The generational mix should not be a requirement to the engine of the ANC but
may be a consideration in the packaging of the NEC. The growing need for
attending to the regional representation of all South Africans in the NEC is
what Ramaphosa can start institutionalizing in order to diffuse undue
concentration of regions based on skewed and often questionable membership
numbers. If the District Development Model logic is what defines a Ramaphosa
administrative approach to governance and thus leadership model, the capability
of the state might have to be spatial in all respects, including general
representation at centers of political power. It is true that South Africa has
in spirit gone federal, and yet chocked by a centralist nostalgia-driven by a
fear of some rich regions developing into cessationist nests exploitable by the
omnipresent risk of ethnic and tribal rigidities already mesmerizing the ANC itself,
albeit being in denial.
The 52 regions of the ANC
should be represented in its NEC, which would ensure that at any given moment
the NEC will be in touch with regional issues, in that way the party would be institutionalized
as a national voice. Consideration would also have to be made that at any
given material time, Parliament should also have such a representation,
division of revenue, and all other such-like legislations would gradually attune
to the spatial demands of development. A Ramaphosa ANC Presidency can then
structure the NEC to be institutionally representative of the 52 Regions, 9
Provinces, and thereafter a criterion to include others could be devised. The 61
NEC Members that represent regions and provinces should be remunerated to a
level where going into Parliament is careerist driven.
In this way, the various
fronts that any future leader, including maybe Ramaphosa himself during the
second term, will have to fight and or neutralize will be on a nodal point
basis. If the pattern is repeated in respect of provincial structures, and
regions, the ANC will be anchored on to its constituencies both as a structural
necessity and a leadership function. The design would limit the possibility of
weakness at the periphery, for it definitely breeds weakness at the center. The
pivot of leadership influence will have a spatial character and will define
allegiances to the service delivery objective as a driver of political power
aggrandizement. In making these choices Ramaphosa would be making it clear that
centralized political is not only what matters in building a democracy out of a
conflict-prone society, but the soft power of systems and structure overlayed
on a potent strategic thrust is an arbiter to conflicting interests of society.

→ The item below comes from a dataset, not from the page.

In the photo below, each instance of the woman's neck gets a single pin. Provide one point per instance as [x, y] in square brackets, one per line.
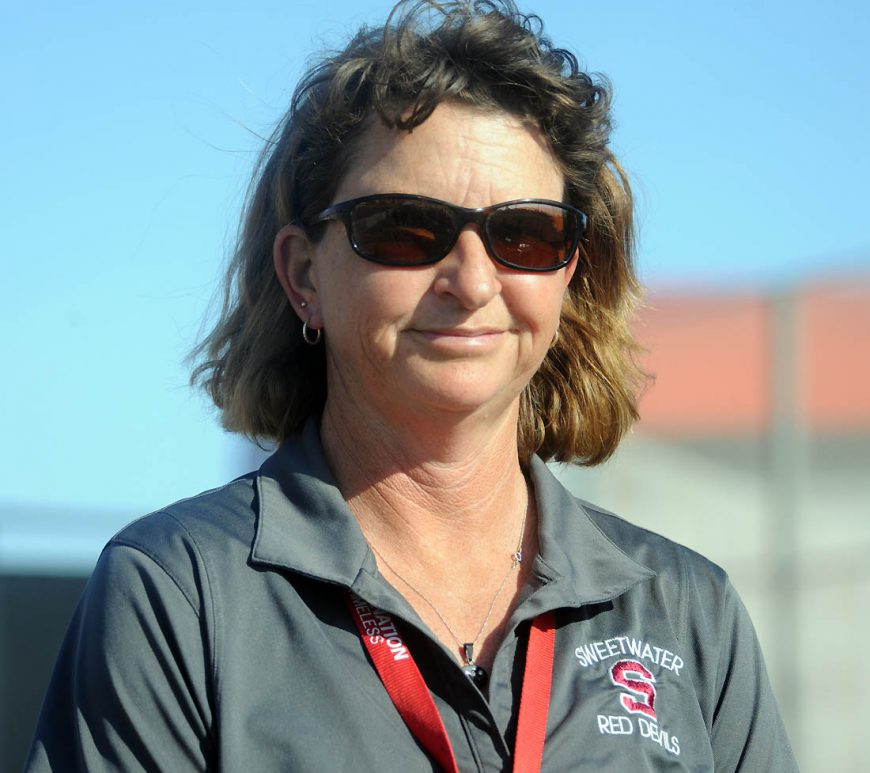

In general, highly centralized
democracies, without a decentralist posture to community interests and aspirations,
become overstretched and eventually have to face the difficult choices of
having to deal with mismatches of commitments and capabilities, and this we
have seen in how the ANC-as-governing-party failed to structurally follow
through on its otherwise grandiose, and yet hollow political promises. The
rivals to the ANC’s political power, including rivals to any of its leaders,
have its structural weaknesses to reach out to its most needy constituencies as
problems it can weaponize to effect whatever change is necessary. Ramaphosa might need to skirt these dilemmas
by managing the representativity issue thereby bringing the entire periphery to
the attention of all centers, especially the legislative and executive center. Eventually,
the federal spirit disguised as which regions are kingmakers, which provinces
are stronger, and many other regional rigidity dependent criteria, will punish
any leader that allows the strategic representation deficit of the periphery to
grow big enough for exploitation by regional parties, the KZN clawback of the
IFP, the urban penetration of liberalism driven political parties such as the
DA and Actions, and the pseudo-urban-rural fringe consolidation of an at-the-periphery
youth vote of the EFF, as well as the in-ANC rural potential to be perpetual
kingmakers is a case in point. CUT!!!